Mathematical models have been used to augment or replace human decision-making since the invention of the calculator, bolstered by the notion that a machine won’t make mistakes. Yet many people are averse to using algorithms, preferring instead to rely on their instincts when it comes to a variety of decisions. New research from Cade Massey and Joseph Simmons, professors in Wharton’s department of operations, information and decisions, and Berkeley J. Dietvorst from the University of Chicago finds that control is at the core of the matter. If you give decision-makers a measure of control over the model, they are more like to use it. Massey and Simmons spoke to Knowledge at Wharton about the implications of their research.
An edited transcript of the conversation follows.
Knowledge at Wharton: Could you give us a brief summary of this research? This paper is a follow-up to something you had done recently.
Joseph Simmons: We’re studying a phenomenon called “algorithm aversion,” which is the tendency for people to not want to follow specific evidence-based rules when they make decisions, even though a lot of the research shows that’s exactly the way you should be making judgments and forecasts. A lot of people just want to rely on their gut or go by the seat of their pants. They don’t want to rely on consistent, evidence-based rules — and they should.
We’ve been studying for a couple of years now why or under what circumstances don’t they want to rely on these algorithms. Our second paper is about how to get people to be more likely to rely on algorithms. We basically found that if you tell people, “You can go with an algorithm that is going to give you some advice, or you can go with your own opinion,” and you ask them, “What do you want to do?” — they’re actually OK with saying, “I’ll use the algorithm.”
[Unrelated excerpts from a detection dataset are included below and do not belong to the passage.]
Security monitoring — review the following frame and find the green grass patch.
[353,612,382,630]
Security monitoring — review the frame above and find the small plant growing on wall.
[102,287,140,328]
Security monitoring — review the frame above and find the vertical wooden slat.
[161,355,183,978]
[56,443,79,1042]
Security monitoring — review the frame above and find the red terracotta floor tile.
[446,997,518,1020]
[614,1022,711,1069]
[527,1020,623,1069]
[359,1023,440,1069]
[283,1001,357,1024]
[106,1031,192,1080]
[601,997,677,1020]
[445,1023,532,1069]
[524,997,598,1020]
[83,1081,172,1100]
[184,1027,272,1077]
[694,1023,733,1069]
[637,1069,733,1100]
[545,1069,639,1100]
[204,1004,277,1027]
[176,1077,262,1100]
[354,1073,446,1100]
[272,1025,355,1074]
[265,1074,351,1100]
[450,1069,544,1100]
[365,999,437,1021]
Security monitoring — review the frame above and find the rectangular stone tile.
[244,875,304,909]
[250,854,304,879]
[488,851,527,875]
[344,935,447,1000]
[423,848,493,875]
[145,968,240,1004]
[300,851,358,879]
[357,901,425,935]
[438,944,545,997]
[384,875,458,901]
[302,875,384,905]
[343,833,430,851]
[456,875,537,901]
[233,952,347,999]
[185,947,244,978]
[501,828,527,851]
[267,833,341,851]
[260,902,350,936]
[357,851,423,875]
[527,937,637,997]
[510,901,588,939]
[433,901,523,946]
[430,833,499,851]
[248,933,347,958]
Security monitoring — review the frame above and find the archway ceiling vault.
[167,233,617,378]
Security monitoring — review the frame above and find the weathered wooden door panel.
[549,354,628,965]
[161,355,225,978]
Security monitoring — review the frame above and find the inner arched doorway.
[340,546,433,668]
However, once you give them some practice and let them see how their algorithm performs, all of a sudden they don’t want to use it anymore. That’s because they see the algorithm make mistakes. Once they see algorithms or computers make mistakes, they don’t want to use it anymore, even though the algorithm or computer is going to make a smaller mistake or more infrequent mistakes than they are going to make.
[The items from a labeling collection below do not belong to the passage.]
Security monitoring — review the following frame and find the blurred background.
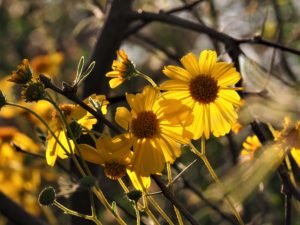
[0,0,300,225]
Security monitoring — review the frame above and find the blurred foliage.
[0,0,300,225]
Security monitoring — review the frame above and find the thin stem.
[167,163,183,225]
[53,200,102,225]
[136,71,157,88]
[147,195,174,225]
[134,202,141,225]
[6,103,70,158]
[91,186,127,225]
[190,141,244,225]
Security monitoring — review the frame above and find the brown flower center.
[104,162,126,180]
[131,111,159,138]
[189,75,219,104]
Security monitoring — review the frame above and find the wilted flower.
[8,59,32,84]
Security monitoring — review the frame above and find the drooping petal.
[180,53,200,77]
[159,80,189,91]
[291,148,300,167]
[109,77,125,88]
[218,89,241,105]
[115,107,132,130]
[212,62,241,87]
[78,144,105,165]
[132,138,165,177]
[163,66,193,82]
[126,169,151,191]
[199,50,217,76]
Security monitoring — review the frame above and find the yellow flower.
[8,59,32,84]
[31,52,64,77]
[160,50,240,139]
[79,135,150,191]
[106,50,136,88]
[0,127,40,215]
[240,135,261,161]
[46,104,97,166]
[115,86,191,176]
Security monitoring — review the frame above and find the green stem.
[167,163,183,225]
[6,103,70,158]
[190,137,245,225]
[53,200,102,225]
[147,195,174,225]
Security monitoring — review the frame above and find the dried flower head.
[8,59,32,84]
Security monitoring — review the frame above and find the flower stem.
[190,137,245,225]
[167,163,183,225]
[54,200,102,225]
[147,195,174,225]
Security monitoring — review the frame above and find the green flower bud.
[80,176,96,189]
[39,186,56,206]
[67,120,82,139]
[22,81,45,102]
[8,59,32,84]
[127,190,142,202]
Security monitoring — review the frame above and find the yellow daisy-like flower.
[240,135,261,161]
[79,135,151,191]
[106,50,136,88]
[115,86,192,177]
[46,104,97,166]
[160,50,241,139]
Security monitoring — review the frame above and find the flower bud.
[80,176,96,189]
[0,90,6,110]
[127,190,142,202]
[39,186,56,206]
[22,81,45,102]
[8,59,32,84]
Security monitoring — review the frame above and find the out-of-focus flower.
[276,117,300,167]
[0,127,41,214]
[46,104,97,166]
[79,135,151,191]
[240,135,261,162]
[115,86,192,177]
[160,50,241,139]
[106,50,136,88]
[30,52,64,77]
[8,59,33,84]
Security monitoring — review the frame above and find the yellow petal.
[163,66,193,82]
[291,148,300,167]
[159,80,189,91]
[218,89,241,105]
[126,169,151,191]
[109,77,125,88]
[180,53,200,77]
[212,62,241,87]
[142,86,159,111]
[115,107,132,130]
[78,144,104,165]
[132,139,165,177]
[199,50,217,75]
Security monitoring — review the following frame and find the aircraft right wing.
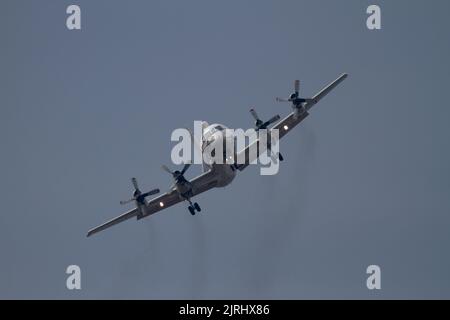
[236,73,348,171]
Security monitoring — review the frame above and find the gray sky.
[0,0,450,299]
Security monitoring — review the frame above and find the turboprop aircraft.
[87,73,347,237]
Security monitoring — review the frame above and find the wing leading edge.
[236,73,348,171]
[87,170,217,237]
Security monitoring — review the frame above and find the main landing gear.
[188,200,202,215]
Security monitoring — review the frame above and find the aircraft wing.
[87,169,217,237]
[236,73,348,171]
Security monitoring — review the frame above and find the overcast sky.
[0,0,450,299]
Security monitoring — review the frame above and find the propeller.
[250,108,284,161]
[161,163,191,183]
[120,178,159,205]
[250,108,280,131]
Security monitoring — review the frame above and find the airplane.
[87,73,348,237]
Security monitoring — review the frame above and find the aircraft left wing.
[87,169,217,237]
“A lot of people just want to rely on their gut or go by the seat of their pants. They don’t want to rely on consistent, evidence-based rules — and they should.”–Joseph Simmons
Knowledge at Wharton: The algorithms are supposed to be perfect.
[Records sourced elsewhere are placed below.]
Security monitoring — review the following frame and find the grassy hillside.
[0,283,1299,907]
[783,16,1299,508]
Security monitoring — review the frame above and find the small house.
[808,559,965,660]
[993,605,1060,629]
Simmons: Right. People want algorithms to be perfect and expect them to be perfect, even though what we really want is for them to simply be a little better than the humans. Our first paper is kind of pessimistic and shows that once people see the algorithms do their thing, they don’t want to use them. Our second paper shows that you can get people to use algorithms as long as you give them a little bit of control over them. You say, “The algorithm tells you that this person is going to have a GPA of 3.2. What do you think their GPA is going to be?” They don’t want to just go with the 3.2 that the algorithm [predicts]. But if you say, “You can adjust it by .1,” then their response is: “OK, I’m fine to use the algorithm.” We find as long as you give people a little bit of control over these things, they’re more likely to use them. And that’s pretty good news.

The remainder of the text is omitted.